Grave Concerns in the Security
McAfee’s concerns were echoed by Paul Oster, CEO of Better Qualified, a company that specializes in identity theft resolution.
“No it’s not safe,” Oster said in a Fox Business News segment. “You have identity thieves, very tech savvy people that have gotten their hands on the source code, the programming, the reverse engineering.”
Oster’s concerns were even more troubling than McAfee’s. His charges against healthcare.gov included:
- ICCS, the international governing body for cyber security, refused to certify healthcare.gov a secure site because it didn’t meet cyber security standards. “They launched that site knowing that there were grave concerns in the security,” Oster said.
- When it was launched Healthcare.gov didn’t comply with the federal government’s rules for online security.
- An Obama administration memo obtained by Congress indicates that the administration exempted healthcare.gov from the normal cyber security procedures for federal websites.
- One of the main concerns Oster had about Healthcare.gov is that it redirects users to other websites without having them pass through additional layers of security.
It should be noted here McAfee and Oster were discussing healthcare.gov. Healthcare.gov functions as the Obamcare exchange for states that are not operating their own exchanges such as Missouri. The two were not discussing security at the state exchanges.
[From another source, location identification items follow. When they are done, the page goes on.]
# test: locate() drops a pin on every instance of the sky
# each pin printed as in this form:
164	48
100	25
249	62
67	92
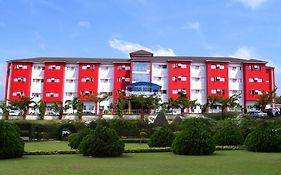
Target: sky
113	28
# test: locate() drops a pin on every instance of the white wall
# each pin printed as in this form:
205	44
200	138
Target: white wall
106	82
235	81
198	83
36	86
70	83
160	77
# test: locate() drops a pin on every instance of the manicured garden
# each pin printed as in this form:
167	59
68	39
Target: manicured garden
221	163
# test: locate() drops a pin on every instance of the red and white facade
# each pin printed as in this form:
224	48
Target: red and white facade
60	79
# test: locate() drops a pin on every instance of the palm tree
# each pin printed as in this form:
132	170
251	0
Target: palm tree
58	108
72	104
265	99
5	111
22	104
41	106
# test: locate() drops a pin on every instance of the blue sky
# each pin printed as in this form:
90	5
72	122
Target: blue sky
113	28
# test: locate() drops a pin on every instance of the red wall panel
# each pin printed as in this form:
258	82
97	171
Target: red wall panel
117	86
54	87
19	72
223	73
91	72
178	84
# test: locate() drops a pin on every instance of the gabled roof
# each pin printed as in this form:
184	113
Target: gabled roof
141	53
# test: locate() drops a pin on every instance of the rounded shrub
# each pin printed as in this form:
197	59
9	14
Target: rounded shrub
228	134
264	139
76	138
194	139
102	142
11	145
163	137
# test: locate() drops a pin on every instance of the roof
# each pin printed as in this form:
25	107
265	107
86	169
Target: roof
145	84
140	55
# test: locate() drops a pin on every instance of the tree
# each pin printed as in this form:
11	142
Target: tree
57	108
119	105
278	100
23	104
5	111
265	99
212	101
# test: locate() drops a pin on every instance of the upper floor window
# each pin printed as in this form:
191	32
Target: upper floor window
221	79
53	67
255	67
84	67
56	80
123	67
179	65
87	79
70	67
19	66
217	66
38	67
19	79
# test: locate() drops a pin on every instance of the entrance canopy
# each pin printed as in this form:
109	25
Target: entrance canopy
142	88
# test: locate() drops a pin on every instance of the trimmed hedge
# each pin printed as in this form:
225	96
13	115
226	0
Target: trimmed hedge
195	139
163	137
102	142
76	138
228	133
264	139
11	145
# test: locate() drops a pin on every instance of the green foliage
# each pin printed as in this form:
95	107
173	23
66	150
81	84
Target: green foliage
160	119
11	145
80	106
163	137
120	105
22	103
264	139
125	128
228	133
5	110
195	139
76	138
102	142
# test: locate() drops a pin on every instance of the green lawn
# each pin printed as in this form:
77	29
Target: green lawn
63	145
221	163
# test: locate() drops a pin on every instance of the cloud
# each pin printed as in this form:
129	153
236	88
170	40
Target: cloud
253	4
38	40
245	53
84	24
195	25
127	47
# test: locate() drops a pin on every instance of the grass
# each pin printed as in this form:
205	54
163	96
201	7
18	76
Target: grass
63	145
221	163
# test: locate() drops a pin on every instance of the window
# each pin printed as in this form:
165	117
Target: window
19	79
175	92
84	67
87	79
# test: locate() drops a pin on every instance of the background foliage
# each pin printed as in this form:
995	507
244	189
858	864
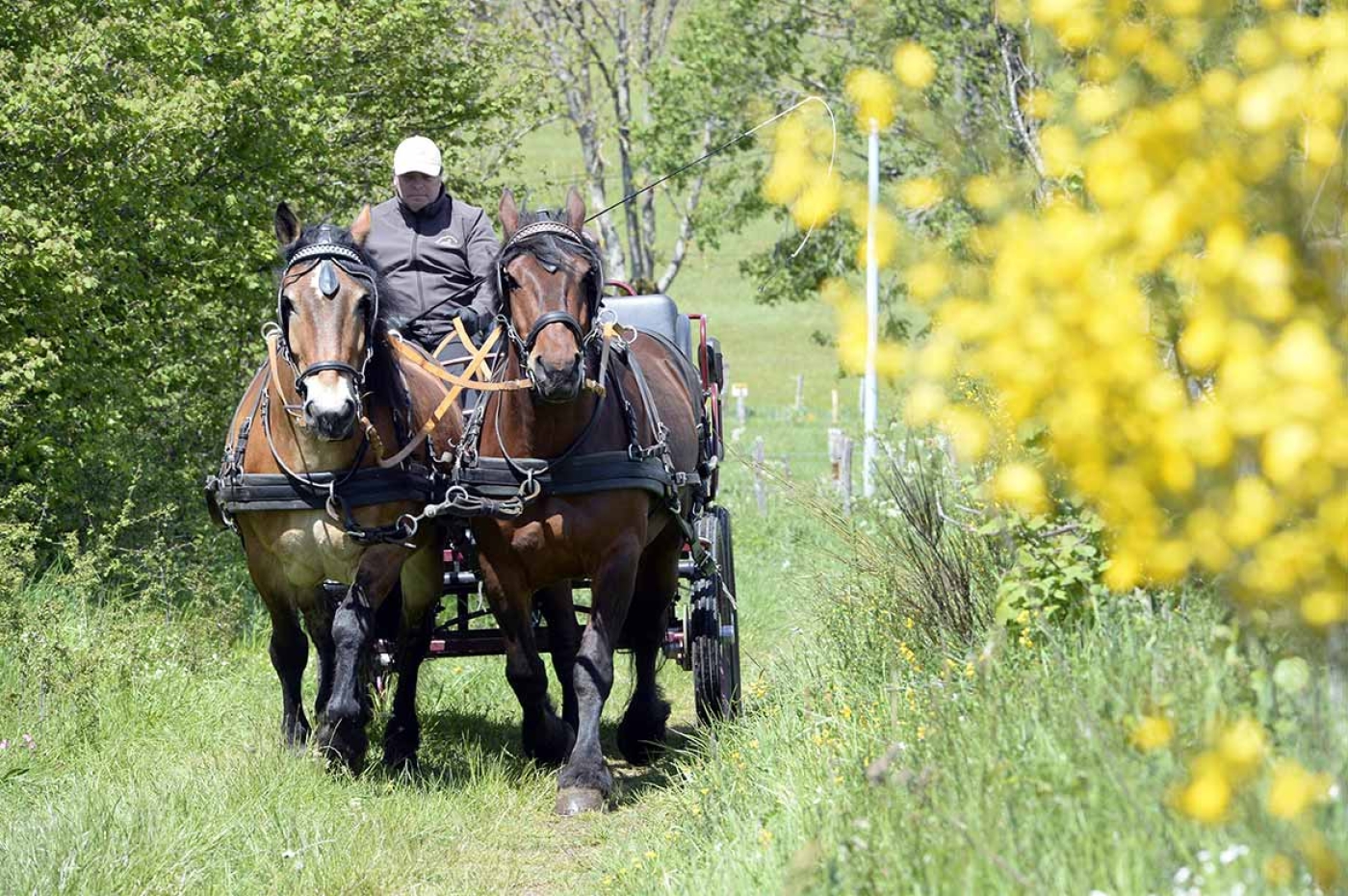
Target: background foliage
143	147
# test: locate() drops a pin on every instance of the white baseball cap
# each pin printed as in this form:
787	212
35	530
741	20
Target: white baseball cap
417	154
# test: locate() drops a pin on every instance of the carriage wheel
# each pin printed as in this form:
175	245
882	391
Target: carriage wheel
713	626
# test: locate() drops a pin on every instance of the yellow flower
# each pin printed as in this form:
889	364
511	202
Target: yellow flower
817	202
914	66
1206	797
872	91
1061	154
1278	869
1021	487
1152	733
1242	748
1293	790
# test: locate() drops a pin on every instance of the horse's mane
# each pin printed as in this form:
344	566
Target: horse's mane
381	364
552	249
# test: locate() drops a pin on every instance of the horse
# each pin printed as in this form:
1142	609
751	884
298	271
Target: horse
624	541
313	501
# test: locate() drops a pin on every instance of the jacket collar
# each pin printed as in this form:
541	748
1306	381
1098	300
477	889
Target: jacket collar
433	209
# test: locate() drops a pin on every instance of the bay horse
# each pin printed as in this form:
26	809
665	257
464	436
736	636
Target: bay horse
312	501
626	541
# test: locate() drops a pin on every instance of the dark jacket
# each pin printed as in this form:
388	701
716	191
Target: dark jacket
430	260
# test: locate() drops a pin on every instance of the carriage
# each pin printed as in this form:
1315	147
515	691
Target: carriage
703	633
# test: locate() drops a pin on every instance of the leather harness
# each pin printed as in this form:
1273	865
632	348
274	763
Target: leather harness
475	485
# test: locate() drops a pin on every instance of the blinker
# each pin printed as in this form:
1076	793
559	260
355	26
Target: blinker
327	282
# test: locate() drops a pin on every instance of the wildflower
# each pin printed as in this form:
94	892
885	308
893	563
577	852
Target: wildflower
1278	869
1021	487
872	91
1293	790
817	202
1152	733
1242	747
1324	864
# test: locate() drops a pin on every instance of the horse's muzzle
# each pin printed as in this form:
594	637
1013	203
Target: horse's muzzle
332	423
558	384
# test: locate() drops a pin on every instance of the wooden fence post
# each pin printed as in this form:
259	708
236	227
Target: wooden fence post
759	487
739	391
845	474
835	451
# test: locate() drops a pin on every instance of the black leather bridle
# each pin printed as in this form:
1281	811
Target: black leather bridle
327	256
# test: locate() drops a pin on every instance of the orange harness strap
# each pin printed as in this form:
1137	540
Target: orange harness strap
478	357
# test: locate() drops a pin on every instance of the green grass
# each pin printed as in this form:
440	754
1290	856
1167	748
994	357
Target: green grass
157	767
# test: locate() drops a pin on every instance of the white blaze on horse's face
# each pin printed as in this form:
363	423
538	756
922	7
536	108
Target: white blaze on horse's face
555	359
327	325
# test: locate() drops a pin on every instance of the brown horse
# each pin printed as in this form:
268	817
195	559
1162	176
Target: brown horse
626	541
326	401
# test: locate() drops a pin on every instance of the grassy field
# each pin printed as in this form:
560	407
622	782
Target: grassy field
155	764
875	754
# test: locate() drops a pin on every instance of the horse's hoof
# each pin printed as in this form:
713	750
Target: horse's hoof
400	763
575	801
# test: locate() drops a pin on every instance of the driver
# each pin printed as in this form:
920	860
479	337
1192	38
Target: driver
437	253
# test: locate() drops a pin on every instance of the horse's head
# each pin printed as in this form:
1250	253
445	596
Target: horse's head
326	306
550	279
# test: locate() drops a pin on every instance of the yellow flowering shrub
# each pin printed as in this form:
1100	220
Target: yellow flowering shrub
1155	293
1165	299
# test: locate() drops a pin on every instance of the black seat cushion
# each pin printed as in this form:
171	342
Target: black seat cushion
654	314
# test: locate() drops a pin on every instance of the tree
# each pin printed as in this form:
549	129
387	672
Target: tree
143	145
664	84
968	88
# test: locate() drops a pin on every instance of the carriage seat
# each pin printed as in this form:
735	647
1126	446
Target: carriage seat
656	314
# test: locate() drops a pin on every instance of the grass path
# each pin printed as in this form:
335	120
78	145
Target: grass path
158	770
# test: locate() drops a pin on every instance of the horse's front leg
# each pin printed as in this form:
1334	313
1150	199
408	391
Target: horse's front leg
545	736
343	730
563	640
289	653
422	579
585	781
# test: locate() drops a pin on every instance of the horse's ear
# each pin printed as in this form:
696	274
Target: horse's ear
286	224
508	213
360	226
575	211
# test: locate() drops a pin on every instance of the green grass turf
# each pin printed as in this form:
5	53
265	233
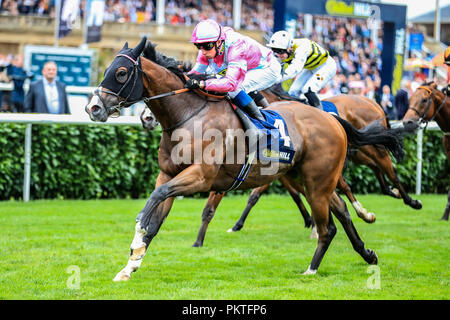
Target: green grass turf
41	240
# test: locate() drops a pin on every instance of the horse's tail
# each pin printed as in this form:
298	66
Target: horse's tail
375	134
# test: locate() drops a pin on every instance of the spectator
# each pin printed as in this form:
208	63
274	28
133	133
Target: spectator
401	101
47	95
18	75
387	103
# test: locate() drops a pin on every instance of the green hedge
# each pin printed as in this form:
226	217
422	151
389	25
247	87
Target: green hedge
93	162
79	162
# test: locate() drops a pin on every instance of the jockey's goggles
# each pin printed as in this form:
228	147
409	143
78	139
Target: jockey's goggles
205	45
279	51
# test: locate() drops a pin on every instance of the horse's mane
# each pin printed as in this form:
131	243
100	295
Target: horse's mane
176	66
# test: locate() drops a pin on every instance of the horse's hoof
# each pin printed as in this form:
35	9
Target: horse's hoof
416	204
371	218
308	223
396	193
309	271
121	276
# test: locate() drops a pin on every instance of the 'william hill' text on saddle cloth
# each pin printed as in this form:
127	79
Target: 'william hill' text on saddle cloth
278	146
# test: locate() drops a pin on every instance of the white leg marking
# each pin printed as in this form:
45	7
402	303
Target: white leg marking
309	271
314	234
362	212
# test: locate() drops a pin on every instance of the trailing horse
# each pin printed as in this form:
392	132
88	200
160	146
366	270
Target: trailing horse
360	112
319	141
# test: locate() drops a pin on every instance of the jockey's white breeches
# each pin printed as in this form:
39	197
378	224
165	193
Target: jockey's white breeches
260	79
314	79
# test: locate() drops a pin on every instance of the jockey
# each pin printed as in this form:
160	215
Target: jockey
307	60
245	64
447	62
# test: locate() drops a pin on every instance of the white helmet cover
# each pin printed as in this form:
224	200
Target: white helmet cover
280	40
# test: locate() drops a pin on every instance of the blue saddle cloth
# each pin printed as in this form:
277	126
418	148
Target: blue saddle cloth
278	146
329	107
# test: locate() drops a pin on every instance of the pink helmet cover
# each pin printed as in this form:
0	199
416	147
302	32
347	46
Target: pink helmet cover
207	31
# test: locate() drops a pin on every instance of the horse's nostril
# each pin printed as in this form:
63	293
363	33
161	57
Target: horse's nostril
95	109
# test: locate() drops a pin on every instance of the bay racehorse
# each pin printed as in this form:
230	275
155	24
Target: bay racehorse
319	141
428	104
359	111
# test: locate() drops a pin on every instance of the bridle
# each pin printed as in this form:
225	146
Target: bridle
134	75
422	115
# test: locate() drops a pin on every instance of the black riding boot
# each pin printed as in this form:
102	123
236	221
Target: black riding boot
252	110
259	99
313	99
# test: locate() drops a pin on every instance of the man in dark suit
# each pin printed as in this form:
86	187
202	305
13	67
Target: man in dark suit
47	95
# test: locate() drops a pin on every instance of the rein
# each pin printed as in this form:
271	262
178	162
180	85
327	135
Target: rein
125	103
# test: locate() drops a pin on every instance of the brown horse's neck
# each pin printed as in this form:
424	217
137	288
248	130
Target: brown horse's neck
442	118
170	110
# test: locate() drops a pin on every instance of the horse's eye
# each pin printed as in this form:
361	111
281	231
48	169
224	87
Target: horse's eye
121	75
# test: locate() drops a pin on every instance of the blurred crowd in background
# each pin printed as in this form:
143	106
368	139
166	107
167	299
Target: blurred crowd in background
348	40
256	15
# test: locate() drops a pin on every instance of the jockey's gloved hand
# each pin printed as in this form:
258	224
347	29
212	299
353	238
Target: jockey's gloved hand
193	84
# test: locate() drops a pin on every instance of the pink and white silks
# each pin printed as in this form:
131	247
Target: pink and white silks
249	65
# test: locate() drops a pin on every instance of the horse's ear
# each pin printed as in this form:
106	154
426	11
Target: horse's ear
139	48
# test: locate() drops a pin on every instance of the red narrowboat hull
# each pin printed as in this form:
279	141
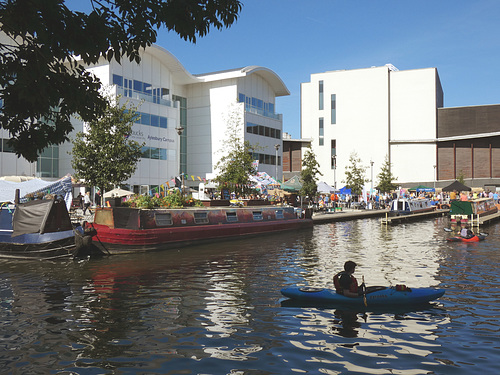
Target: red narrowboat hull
183	229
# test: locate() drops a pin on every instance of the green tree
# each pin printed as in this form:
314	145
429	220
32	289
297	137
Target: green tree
103	155
42	83
236	163
386	178
308	174
355	175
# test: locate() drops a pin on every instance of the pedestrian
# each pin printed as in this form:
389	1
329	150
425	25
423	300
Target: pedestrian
86	202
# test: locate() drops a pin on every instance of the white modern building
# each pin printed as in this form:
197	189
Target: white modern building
171	100
376	113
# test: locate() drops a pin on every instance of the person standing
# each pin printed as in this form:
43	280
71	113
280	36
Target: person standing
86	202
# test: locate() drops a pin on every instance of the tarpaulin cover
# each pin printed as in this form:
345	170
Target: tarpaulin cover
40	216
458	186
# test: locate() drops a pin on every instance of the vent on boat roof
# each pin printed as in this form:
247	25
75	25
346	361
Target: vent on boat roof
201	217
231	216
163	219
257	215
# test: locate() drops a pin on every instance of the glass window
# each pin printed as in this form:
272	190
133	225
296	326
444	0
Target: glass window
320	89
334	108
163	122
117	80
163	154
146	152
145	119
155	120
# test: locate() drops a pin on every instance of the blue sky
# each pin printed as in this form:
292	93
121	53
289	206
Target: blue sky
298	38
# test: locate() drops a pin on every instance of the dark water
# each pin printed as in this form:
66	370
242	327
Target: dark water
217	309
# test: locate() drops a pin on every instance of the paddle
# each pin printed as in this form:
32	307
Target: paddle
364	290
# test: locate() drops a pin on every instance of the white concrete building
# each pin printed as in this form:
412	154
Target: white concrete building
170	98
374	112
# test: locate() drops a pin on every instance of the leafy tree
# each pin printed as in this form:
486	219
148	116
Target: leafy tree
236	164
386	178
104	156
42	83
308	174
355	175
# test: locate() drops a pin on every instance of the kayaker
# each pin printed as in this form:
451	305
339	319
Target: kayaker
466	232
345	283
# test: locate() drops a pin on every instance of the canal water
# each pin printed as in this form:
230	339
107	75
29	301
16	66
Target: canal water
217	309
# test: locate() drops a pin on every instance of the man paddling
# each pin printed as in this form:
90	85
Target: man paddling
346	284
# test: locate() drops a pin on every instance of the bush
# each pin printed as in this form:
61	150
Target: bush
171	200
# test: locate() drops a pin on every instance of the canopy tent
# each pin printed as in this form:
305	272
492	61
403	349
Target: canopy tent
423	188
292	185
324	188
345	190
458	186
118	193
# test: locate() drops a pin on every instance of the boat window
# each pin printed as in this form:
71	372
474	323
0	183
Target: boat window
201	217
257	215
163	219
231	216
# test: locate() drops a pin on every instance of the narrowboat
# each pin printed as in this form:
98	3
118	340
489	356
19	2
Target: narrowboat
405	206
39	229
462	210
128	229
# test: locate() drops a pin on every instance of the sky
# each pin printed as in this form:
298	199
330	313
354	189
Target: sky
298	38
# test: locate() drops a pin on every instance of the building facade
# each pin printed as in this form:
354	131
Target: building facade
374	113
172	101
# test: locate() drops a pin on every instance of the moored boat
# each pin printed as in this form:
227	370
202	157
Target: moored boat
39	229
375	297
405	206
463	210
125	229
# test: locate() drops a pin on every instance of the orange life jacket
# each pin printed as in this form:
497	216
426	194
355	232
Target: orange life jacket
338	288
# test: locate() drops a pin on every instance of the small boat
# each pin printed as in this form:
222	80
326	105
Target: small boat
126	229
475	238
376	296
405	206
39	229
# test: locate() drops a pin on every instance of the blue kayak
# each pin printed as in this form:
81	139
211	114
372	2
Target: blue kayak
375	296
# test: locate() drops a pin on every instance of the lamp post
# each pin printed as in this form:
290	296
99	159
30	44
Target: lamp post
277	147
180	130
334	165
435	177
371	167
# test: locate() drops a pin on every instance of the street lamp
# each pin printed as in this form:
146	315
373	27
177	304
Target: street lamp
371	188
277	147
180	130
334	164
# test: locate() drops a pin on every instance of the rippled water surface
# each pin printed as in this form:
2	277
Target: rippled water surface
217	309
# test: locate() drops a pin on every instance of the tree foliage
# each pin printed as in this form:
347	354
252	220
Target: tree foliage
103	155
308	174
355	175
236	163
386	178
42	83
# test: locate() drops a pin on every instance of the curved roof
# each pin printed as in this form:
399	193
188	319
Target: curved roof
182	76
179	74
271	77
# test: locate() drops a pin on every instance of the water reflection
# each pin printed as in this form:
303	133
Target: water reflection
216	309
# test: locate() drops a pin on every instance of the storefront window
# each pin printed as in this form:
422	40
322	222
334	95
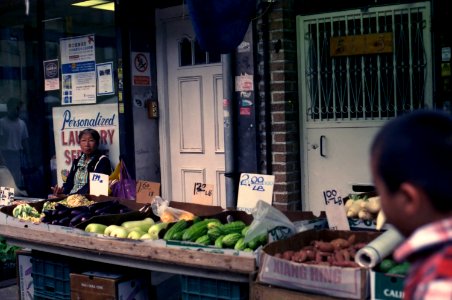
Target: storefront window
29	40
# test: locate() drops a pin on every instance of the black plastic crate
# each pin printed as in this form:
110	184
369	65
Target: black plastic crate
51	279
205	288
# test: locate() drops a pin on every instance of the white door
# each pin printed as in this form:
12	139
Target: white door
345	99
191	100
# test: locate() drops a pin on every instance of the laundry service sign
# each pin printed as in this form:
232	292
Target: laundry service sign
68	121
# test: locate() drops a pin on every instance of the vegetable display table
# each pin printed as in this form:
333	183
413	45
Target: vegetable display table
148	255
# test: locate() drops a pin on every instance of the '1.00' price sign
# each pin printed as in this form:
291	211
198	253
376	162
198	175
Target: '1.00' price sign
335	211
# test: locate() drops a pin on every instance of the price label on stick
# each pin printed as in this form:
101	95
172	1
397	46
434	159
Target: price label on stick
98	184
254	187
6	195
335	211
202	193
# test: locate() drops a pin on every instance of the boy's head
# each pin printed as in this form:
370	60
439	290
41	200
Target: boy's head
411	162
John McAfee said that there is no way to fix the holes in the security at healthcare.gov.
“From a security standpoint you cannot fix these holes without completely redoing the architecture and that means throw the thing out and start over,” McAfee said.
McAfee predicted that the administration will make a cosmetic fix of healthcare.gov that will look good but the site will still be filled with holes. He also predicted there will be more problems as more and more people use the site.